Tom’s Top 5’s: Albums of 1975

After all this talk of other years being Rock’s Greatest Year Ever, 1975 actually ends up contributing more albums to my theoretical Top 25 Albums of All Time list than any other. I think ’71 or ’69 were still stronger overall, but the fact of the matter is that 1975 is a year in which I couldn’t find space for Wish You Were Here or Physical Graffiti. I don’t even know how that’s possible.


A Night at the Opera

The fact that Queen’s breakthrough contains the word “opera” in its very title, in the context of a reference to the Marx Brothers, tells you a lot. “Seaside Rendezvous” and “Lazing on a Sunday Afternoon” play up the music-hall, exceptionally gay (in the best way possible) side of the band’s personality; “The Prophet’s Song” nails the rock opera bombast. And as for “Bohemian Rhapsody,” it’s the kind of song where nobody you know would call it their all-time favorite, and yet whenever it plays over the radio, they’ll be right there with you, belting out every word and mimicking every silly voice.

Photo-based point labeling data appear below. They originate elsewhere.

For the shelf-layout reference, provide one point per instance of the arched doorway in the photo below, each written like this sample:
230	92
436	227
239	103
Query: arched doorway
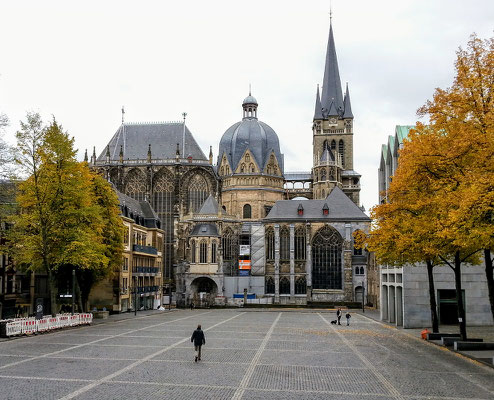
327	259
203	291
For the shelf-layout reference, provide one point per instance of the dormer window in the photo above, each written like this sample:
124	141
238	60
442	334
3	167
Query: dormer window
325	209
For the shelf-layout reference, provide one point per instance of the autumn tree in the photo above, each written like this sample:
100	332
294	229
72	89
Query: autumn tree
61	220
464	114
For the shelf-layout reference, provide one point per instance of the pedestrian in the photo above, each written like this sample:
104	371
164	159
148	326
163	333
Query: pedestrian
198	339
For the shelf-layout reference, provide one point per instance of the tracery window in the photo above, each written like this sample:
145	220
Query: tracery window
284	244
198	192
193	251
327	248
269	237
163	200
300	285
269	285
135	185
247	211
341	150
284	285
213	252
203	252
300	243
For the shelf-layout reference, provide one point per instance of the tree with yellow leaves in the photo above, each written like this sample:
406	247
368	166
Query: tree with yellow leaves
67	215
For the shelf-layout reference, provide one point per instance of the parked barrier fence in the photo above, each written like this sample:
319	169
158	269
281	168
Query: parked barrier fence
28	326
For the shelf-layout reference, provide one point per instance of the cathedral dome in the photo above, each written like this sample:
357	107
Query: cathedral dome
250	134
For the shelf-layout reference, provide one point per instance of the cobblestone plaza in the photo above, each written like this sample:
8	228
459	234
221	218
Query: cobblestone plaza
248	355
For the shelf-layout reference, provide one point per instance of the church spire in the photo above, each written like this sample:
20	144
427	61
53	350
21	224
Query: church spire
331	86
347	105
318	110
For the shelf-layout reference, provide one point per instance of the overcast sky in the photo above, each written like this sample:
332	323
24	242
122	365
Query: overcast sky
82	61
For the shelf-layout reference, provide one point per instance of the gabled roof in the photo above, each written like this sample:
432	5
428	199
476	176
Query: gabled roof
341	208
327	155
210	206
402	131
135	138
204	230
331	86
131	208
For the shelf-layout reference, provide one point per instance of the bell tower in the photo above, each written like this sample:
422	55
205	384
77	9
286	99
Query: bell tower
332	134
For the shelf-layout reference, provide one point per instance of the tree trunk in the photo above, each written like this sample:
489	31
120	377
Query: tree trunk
53	292
432	297
489	273
459	297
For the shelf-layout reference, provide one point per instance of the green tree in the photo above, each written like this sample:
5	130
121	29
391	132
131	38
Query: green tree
61	220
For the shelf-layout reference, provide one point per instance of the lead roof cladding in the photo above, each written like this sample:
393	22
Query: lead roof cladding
252	134
163	137
341	208
331	89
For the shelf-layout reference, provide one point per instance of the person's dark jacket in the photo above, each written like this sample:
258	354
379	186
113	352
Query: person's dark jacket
198	338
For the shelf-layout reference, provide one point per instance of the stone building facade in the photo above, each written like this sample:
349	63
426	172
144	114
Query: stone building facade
241	225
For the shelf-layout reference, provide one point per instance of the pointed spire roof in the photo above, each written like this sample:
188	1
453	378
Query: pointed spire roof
347	105
318	110
332	110
209	207
331	86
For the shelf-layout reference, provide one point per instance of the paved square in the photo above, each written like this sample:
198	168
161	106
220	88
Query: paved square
248	355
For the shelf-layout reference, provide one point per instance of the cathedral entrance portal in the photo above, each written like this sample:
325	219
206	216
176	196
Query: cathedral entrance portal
203	291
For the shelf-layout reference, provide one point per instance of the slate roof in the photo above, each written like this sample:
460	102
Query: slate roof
341	208
331	87
140	211
204	230
318	108
163	137
250	134
210	206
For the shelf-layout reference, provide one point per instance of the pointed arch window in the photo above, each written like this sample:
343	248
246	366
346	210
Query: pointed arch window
284	285
269	285
341	150
300	285
269	237
327	266
284	244
135	185
213	252
203	252
197	193
193	252
247	211
300	243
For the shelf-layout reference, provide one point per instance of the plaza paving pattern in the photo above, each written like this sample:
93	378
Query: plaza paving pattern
248	355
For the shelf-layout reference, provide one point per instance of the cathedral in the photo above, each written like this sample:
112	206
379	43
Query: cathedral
241	225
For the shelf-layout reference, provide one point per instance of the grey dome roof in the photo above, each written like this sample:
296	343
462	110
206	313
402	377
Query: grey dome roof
249	100
252	134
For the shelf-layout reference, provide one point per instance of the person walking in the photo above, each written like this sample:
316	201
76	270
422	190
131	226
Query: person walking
198	339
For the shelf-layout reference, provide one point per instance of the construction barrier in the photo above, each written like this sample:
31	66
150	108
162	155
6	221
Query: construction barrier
27	326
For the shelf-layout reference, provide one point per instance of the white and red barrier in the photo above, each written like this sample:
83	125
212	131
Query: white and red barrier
28	326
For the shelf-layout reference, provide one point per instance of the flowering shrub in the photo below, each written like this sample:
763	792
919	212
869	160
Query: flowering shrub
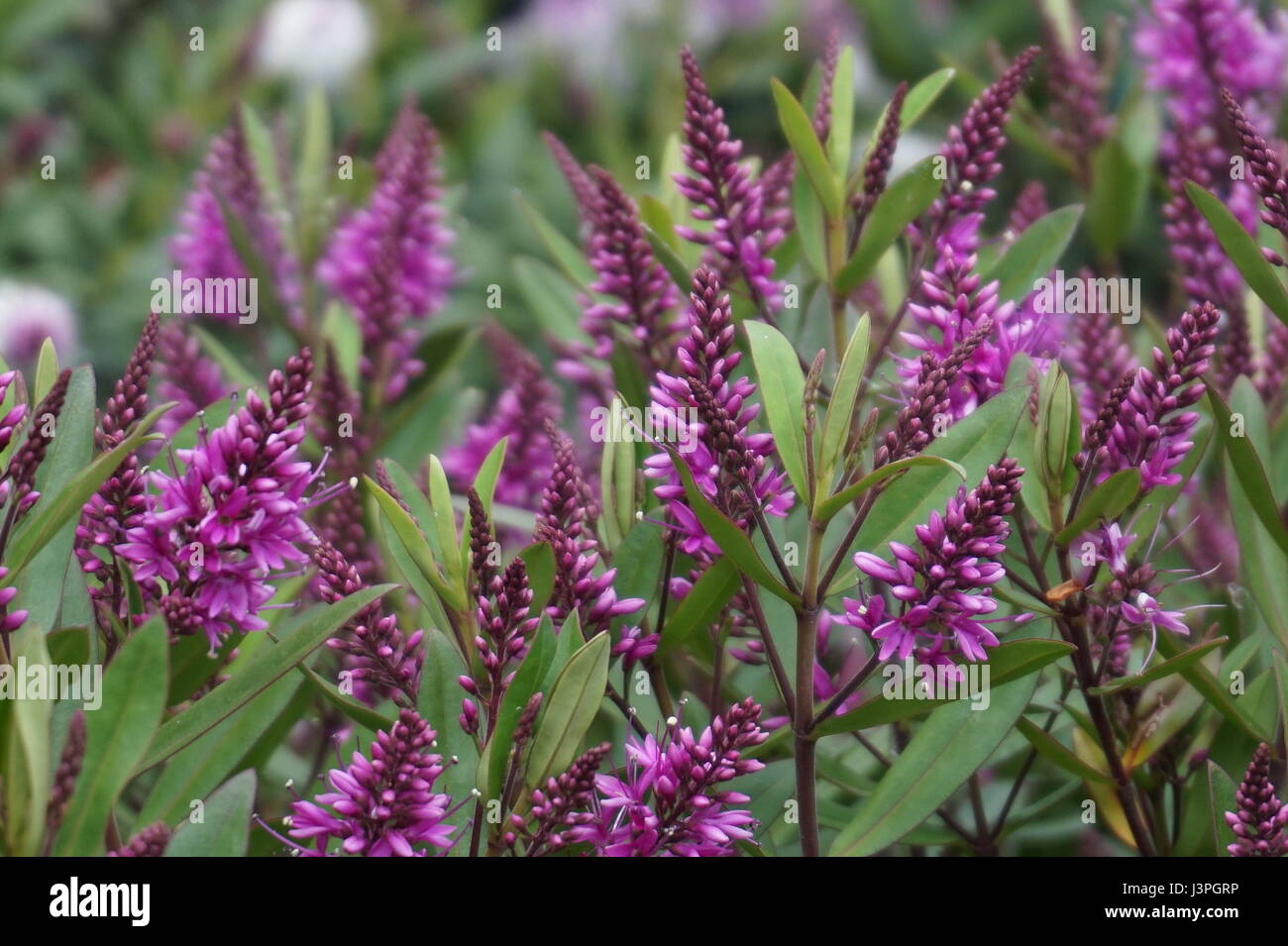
828	502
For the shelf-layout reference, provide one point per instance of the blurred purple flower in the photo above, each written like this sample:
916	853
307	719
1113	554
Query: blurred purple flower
387	261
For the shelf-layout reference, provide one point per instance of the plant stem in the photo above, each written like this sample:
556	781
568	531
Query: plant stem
803	744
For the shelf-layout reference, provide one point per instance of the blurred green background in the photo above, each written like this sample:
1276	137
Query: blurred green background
114	91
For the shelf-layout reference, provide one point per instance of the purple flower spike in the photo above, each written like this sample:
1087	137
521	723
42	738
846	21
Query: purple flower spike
668	802
184	376
954	310
151	842
382	659
627	271
204	249
384	806
1258	817
1153	420
944	587
974	146
387	261
119	503
722	193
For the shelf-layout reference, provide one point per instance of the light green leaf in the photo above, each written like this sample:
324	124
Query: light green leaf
945	751
116	738
782	390
900	205
570	710
226	829
269	663
842	403
1033	254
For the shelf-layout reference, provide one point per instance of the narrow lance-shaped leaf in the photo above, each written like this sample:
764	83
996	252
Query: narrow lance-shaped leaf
1241	250
803	141
900	205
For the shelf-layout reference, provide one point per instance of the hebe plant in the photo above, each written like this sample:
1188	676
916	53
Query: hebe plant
875	553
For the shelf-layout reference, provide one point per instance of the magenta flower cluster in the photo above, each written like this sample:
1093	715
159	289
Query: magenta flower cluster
217	529
943	588
384	806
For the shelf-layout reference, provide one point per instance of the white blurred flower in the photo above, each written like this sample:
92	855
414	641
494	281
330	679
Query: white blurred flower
29	314
314	42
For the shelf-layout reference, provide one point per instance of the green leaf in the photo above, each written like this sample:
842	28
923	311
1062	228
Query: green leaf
841	405
782	390
313	172
809	154
730	540
1117	197
918	99
1008	662
1245	463
900	205
840	138
116	738
945	751
1033	254
1162	670
47	370
921	97
1211	688
484	480
974	443
226	828
269	663
1222	798
552	299
355	709
850	493
228	364
700	606
1107	501
617	477
639	562
1241	250
527	680
656	216
809	224
443	520
52	514
198	769
570	710
1048	747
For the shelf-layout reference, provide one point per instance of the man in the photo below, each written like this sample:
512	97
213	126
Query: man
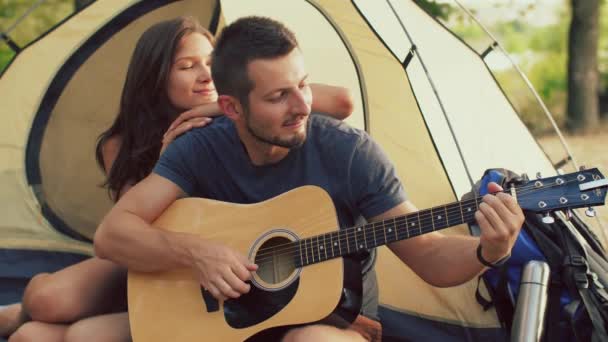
268	144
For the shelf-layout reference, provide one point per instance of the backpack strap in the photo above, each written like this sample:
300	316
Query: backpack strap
581	278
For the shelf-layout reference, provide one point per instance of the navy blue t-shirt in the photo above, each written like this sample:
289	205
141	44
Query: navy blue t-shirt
211	162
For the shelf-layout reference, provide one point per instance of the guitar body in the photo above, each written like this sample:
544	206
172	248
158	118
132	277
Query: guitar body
171	306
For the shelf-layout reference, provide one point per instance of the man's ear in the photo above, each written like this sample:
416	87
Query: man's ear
230	106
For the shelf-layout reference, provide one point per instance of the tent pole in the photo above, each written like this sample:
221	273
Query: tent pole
413	51
528	83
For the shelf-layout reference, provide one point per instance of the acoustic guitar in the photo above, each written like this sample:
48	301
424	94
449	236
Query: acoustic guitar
306	273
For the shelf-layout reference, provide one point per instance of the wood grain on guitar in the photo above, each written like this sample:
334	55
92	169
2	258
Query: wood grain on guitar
304	272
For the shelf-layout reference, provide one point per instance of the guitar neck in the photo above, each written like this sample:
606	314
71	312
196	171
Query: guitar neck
351	240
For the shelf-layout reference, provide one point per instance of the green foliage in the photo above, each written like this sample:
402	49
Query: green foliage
435	8
6	54
39	21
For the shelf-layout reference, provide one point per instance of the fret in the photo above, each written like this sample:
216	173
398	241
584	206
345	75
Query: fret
300	250
384	231
318	249
396	229
374	234
305	251
312	251
439	218
339	242
469	210
350	241
454	214
329	245
461	213
359	238
325	245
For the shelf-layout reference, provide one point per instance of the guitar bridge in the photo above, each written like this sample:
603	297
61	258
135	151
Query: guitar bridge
210	302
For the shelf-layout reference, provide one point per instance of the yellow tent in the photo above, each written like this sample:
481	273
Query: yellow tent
422	93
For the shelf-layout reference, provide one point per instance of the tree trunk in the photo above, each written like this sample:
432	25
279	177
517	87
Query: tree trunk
583	75
79	4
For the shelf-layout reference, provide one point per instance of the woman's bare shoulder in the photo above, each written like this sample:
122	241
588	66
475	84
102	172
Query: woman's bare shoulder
109	150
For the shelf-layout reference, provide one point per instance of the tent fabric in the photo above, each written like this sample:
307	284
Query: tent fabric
442	121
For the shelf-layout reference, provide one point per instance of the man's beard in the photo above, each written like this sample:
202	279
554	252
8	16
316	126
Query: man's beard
293	141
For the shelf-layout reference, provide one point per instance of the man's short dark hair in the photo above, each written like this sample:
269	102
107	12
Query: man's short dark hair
240	43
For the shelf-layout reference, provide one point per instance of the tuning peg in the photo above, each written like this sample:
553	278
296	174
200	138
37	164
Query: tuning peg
590	212
548	219
568	214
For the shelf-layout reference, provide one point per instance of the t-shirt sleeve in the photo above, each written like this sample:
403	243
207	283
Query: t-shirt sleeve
373	180
176	164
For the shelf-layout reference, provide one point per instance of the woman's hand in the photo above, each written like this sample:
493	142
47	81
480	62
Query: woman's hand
199	116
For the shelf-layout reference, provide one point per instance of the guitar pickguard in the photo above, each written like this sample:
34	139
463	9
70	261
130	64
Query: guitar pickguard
257	306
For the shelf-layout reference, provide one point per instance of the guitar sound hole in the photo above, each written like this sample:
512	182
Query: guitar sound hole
275	260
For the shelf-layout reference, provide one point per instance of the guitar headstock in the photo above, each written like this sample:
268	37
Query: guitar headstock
585	188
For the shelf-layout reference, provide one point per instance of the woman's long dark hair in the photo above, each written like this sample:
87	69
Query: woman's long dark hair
145	111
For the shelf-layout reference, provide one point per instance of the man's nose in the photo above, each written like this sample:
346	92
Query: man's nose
204	74
302	101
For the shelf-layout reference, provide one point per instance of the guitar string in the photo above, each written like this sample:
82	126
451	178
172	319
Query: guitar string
423	221
444	208
294	254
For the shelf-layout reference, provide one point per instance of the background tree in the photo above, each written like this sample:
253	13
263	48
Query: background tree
79	4
583	74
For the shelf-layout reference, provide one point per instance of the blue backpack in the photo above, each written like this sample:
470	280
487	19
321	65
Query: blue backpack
577	305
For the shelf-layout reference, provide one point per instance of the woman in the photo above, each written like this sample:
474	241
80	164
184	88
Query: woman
169	74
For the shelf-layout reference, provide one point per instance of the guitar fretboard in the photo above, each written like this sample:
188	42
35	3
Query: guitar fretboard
351	240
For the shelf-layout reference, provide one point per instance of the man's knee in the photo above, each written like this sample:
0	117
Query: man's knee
28	332
113	327
321	333
45	303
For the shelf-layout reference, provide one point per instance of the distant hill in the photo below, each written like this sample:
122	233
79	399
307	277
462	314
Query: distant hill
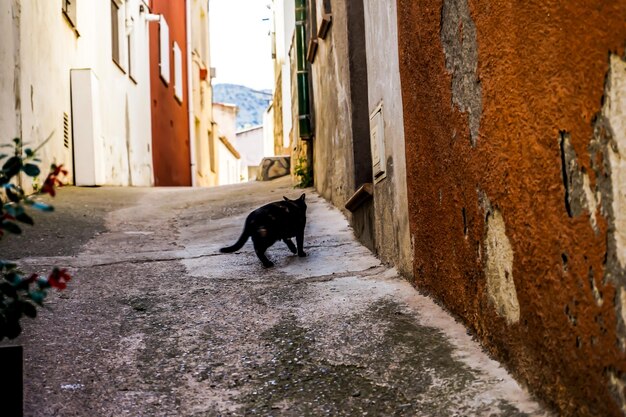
252	103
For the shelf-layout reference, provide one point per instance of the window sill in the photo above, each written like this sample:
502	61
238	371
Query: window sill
117	64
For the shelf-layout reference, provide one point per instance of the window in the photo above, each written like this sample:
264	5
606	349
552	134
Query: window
132	60
178	73
69	10
164	50
116	26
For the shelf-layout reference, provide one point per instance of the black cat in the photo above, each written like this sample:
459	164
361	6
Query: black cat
280	220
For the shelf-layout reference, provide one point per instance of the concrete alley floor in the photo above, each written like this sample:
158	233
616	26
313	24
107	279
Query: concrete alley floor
157	322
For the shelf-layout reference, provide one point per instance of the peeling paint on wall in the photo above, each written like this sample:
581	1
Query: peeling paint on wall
608	159
578	194
458	36
499	265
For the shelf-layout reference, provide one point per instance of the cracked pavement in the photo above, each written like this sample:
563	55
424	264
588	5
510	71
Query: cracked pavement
157	322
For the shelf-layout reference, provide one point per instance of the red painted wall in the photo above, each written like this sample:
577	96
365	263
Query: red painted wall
541	69
170	119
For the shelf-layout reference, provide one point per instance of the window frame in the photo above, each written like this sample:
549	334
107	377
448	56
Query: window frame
177	54
117	24
164	51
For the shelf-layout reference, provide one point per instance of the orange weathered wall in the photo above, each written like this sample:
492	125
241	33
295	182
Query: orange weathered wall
170	119
499	98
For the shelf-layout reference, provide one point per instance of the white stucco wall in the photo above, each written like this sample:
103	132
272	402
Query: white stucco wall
285	24
383	76
230	168
251	146
8	121
202	92
49	49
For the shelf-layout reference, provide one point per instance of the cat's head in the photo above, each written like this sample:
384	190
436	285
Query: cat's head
299	201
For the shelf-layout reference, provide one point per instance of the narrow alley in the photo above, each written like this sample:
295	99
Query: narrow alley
157	322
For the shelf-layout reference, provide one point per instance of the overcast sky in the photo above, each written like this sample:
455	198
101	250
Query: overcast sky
240	44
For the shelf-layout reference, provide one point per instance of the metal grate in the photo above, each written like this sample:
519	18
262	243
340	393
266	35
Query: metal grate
66	130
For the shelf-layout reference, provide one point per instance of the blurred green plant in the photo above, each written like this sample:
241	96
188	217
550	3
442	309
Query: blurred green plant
21	293
304	173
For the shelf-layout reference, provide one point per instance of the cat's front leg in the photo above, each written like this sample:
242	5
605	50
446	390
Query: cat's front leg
290	245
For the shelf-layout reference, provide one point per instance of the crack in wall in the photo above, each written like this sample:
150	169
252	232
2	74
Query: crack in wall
460	47
578	194
607	151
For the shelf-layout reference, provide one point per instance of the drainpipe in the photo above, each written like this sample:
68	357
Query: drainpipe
304	114
192	126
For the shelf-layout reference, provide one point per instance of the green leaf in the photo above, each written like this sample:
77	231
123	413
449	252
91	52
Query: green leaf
25	218
11	227
12	166
31	170
14	193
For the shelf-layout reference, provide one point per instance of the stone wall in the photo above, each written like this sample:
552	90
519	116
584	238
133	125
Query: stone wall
515	135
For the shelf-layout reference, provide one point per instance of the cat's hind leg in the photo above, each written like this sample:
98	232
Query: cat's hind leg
300	243
290	245
260	248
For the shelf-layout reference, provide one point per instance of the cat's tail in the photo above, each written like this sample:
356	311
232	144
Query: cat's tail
239	244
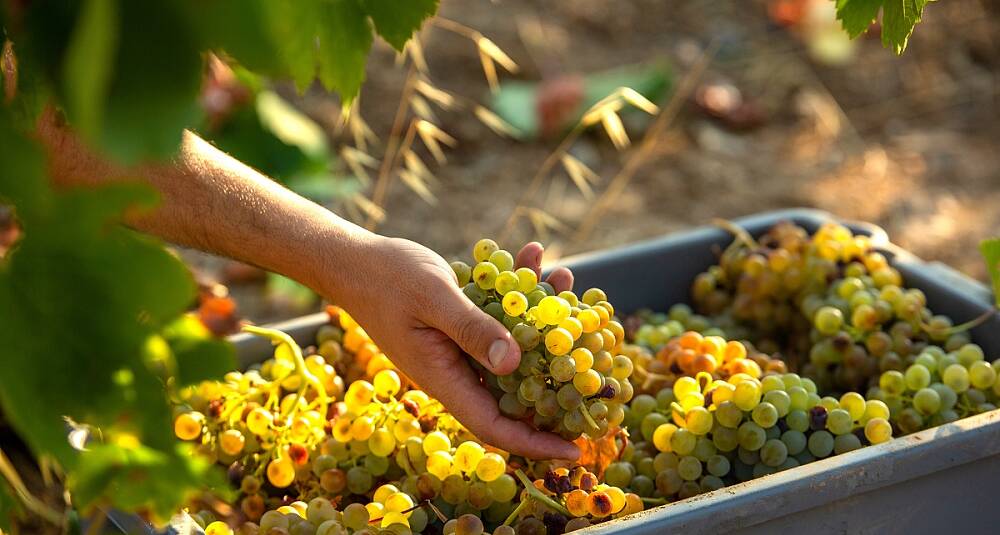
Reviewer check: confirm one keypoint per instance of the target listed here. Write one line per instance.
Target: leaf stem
(537, 494)
(29, 500)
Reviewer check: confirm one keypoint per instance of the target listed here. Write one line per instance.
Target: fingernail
(498, 352)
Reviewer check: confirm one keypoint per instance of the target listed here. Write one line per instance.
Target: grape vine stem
(29, 500)
(536, 494)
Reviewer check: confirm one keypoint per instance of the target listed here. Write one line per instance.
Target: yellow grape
(387, 383)
(467, 456)
(583, 358)
(558, 341)
(281, 472)
(383, 492)
(527, 279)
(231, 441)
(490, 467)
(187, 425)
(514, 303)
(436, 441)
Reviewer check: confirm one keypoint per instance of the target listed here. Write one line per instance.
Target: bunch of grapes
(706, 432)
(939, 387)
(572, 379)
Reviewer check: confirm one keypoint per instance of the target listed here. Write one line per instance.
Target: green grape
(588, 383)
(619, 474)
(820, 444)
(798, 420)
(828, 320)
(854, 404)
(502, 260)
(482, 250)
(689, 468)
(527, 279)
(795, 441)
(485, 275)
(927, 401)
(878, 430)
(527, 337)
(765, 415)
(798, 398)
(682, 441)
(956, 377)
(568, 397)
(727, 414)
(838, 421)
(948, 396)
(773, 453)
(718, 465)
(917, 377)
(982, 375)
(725, 438)
(462, 271)
(454, 489)
(699, 421)
(750, 436)
(780, 400)
(532, 388)
(892, 382)
(359, 480)
(504, 488)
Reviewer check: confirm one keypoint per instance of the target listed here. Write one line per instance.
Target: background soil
(909, 143)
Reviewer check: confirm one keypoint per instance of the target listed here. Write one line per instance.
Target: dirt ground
(909, 143)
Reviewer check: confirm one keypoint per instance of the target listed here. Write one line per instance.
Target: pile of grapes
(797, 348)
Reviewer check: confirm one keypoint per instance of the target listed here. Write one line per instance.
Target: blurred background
(762, 105)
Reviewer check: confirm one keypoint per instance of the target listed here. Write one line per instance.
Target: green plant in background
(898, 19)
(91, 314)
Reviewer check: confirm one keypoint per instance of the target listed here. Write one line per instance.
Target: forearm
(212, 202)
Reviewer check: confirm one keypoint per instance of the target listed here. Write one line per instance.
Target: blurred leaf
(156, 81)
(293, 28)
(324, 187)
(991, 253)
(290, 125)
(8, 505)
(857, 15)
(198, 354)
(345, 37)
(396, 21)
(87, 69)
(898, 19)
(141, 478)
(289, 292)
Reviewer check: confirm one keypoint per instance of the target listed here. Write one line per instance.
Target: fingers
(476, 332)
(530, 256)
(472, 404)
(561, 279)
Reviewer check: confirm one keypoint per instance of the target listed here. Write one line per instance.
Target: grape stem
(962, 327)
(27, 499)
(308, 378)
(588, 417)
(533, 492)
(517, 510)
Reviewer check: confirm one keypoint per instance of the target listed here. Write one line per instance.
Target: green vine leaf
(88, 66)
(345, 37)
(396, 21)
(898, 19)
(142, 479)
(991, 253)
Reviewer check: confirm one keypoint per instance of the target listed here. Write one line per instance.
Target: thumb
(476, 332)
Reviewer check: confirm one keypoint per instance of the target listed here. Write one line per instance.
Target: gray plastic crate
(940, 479)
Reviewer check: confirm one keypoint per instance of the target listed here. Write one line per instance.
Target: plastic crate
(938, 479)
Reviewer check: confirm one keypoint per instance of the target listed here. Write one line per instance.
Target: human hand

Captain Fantastic & the Brown Dirt Cowboy

Elton John was a powerhouse during the first half of the 70s – eleven studio albums between 1969-1976 (including two double LPs). But Captain Fantastic tops them all, largely because it peels back Bernie Taupin’s sometimes strained character-sketching and lyrical obfuscation in order to mythologize the duo’s “starving artist” days. The resultantly heartfelt, confessional lyrics soar atop the greatest melodies Elton ever sang – it’s as if their whole career had been leading up to this transcendent moment. You can keep your “Candle in the Wind,” I’ll take “Someone Saved My Life Tonight.”


Blood on the Tracks

Artists often make their greatest work in the midst of personal struggles. That’s certainly the case for Bob Dylan: Blood on the Tracks was conceived and created in the midst of his separation from his wife Sara, and it finds him subordinating his wild, surreal poetry to the task of making what might be the greatest breakup album ever recorded. But it’s more than that, Dylan’s return to form after the better part of a decade “in the wilderness,” a timeless statement of heartbreak and confusion. Dylan made more influential, more earth-shaking albums, but he never made a better.


The Snow Goose

Funny thing about Camel: I discovered them on my own during my teenage prog rock phase. Then, one day, I was listening to a track on YouTube when my mother interjected, “Is that The Snow Goose?” Turns out she’d been a huge fan in the 70s, but had never gotten round to replacing her old LPs. Well, between us we now own the complete Camelogue; but you don’t need to share my genetics to appreciate the staggering beauty of the band’s magnum opus. Totally self-contained and self-consistent, The Snow Goose is as warm, as touching, as timeless as Paul Gallico’s eponymous novella.

1. BORN TO RUN (Bruce Springsteen)

Born to Run

If you put a gun to my head and demanded that I name the greatest rock & roll album of all time… you’d have to be insane, because the question is ridiculous even without the gun. But to save my life, I could say Born to Run and not regret it. It’s the Great American Album, the place where the hunger of youth, the lure of the open road, the dream of a better life somewhere beyond the horizon, all the anguish and passion and promise of a final, desperate night, explode into glorious, all-consuming flame. Quite simply, this is what it’s all about.